Kararın kesinleşmesiyle boşanma hukuki olarak sonuçlanır. Bu düzenleme, fiilen sona ermiş evlilik birliklerinin hukuki olarak da sonlandırılmasını sağlayarak, tarafların yeni bir başlangıç yapmalarına imkan verir.

Önemli Linkler

Sıkça Sorulan Sorular

Fiili ayrılık nedeniyle boşanma davası nedir?

Fiili ayrılık nedeniyle boşanma davası, eşlerin belirli bir süre boyunca ayrı yaşamaları ve bu süre zarfında ortak yaşamı yeniden kurma çabalarının olmaması durumunda açılan boşanma davasıdır. Türk Medeni Kanunu’nun 166. maddesinin 4. fıkrasına göre, bir boşanma davasının reddedilmesinin ardından üç yıl geçmesine rağmen eşlerin ortak yaşamı yeniden kuramamaları halinde, evlilik birliği temelden sarsılmış sayılır ve mahkeme boşanma kararı verebilir.
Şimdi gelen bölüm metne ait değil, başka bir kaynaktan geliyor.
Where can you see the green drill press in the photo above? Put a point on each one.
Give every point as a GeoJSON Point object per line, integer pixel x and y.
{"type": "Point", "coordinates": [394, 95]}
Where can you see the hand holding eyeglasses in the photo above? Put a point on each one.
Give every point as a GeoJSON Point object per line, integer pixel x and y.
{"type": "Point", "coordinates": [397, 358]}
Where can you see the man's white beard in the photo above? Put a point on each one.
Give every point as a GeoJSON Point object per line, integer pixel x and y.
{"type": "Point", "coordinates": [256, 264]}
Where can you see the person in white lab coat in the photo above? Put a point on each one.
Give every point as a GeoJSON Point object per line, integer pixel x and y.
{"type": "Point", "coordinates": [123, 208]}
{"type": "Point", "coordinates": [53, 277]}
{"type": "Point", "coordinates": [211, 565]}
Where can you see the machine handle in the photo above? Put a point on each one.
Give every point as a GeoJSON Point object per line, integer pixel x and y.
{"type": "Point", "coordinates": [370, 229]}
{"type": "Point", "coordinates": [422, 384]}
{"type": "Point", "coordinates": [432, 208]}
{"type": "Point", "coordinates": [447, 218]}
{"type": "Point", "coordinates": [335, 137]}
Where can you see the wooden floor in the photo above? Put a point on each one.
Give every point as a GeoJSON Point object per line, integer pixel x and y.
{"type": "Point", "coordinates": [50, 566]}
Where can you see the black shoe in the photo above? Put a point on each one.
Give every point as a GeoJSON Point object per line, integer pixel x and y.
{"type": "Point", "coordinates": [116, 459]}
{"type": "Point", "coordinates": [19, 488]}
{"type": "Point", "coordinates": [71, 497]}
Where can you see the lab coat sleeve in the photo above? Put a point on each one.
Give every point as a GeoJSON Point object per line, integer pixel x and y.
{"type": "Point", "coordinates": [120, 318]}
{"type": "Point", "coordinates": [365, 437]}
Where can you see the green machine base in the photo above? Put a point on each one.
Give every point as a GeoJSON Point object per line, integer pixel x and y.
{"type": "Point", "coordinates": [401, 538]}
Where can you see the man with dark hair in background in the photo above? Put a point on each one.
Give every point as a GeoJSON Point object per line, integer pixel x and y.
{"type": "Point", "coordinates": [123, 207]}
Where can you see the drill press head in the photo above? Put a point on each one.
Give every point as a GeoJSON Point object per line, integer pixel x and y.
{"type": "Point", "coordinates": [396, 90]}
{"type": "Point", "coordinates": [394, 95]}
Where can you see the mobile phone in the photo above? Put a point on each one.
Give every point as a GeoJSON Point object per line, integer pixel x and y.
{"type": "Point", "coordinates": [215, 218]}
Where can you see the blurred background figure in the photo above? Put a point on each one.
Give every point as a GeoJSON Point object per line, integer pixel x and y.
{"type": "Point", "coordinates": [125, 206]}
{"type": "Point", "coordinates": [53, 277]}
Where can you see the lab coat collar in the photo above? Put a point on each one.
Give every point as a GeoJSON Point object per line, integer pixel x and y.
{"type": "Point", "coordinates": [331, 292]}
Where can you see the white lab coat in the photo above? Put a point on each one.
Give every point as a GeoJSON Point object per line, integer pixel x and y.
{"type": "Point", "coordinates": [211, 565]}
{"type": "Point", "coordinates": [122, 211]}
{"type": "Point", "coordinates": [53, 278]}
Ortak Hayatın Yeniden Kurulamaması nedir?

Ortak Hayatın Yeniden Kurulamaması, eşlerin belirli bir süre boyunca ayrı yaşadıktan sonra, bu sürenin sonunda da evlilik birliğini yeniden kurma iradesinin olmaması durumudur. Bu durum, eşlerin bir araya gelmemesi, aynı evde karı koca olarak birlikte yaşamamaları ve evlilik birliğine ilişkin hak ve yükümlülükleri yerine getirmemeleri şeklinde kendini gösterebilir. Ortak hayatın yeniden kurulamaması, evlilik birliğinin temelden sarsıldığının bir göstergesi olarak kabul edilir ve boşanma davası açılmasına neden olabilir.

Evlilik birliğinin temelinden sarsılması ne demektir?

Evlilik birliğinin temelinden sarsılması, eşler arasındaki ilişkinin, evliliğin devam etmesini imkansız hale getirecek derecede bozulması ve bu durumun düzeltilmesinin mümkün olmadığının anlaşılmasıdır. Bu durum, evlilik birliğinin temel dayanaklarının ortadan kalktığını ve evliliğin sağlıklı bir şekilde sürdürülemeyeceğini gösterir.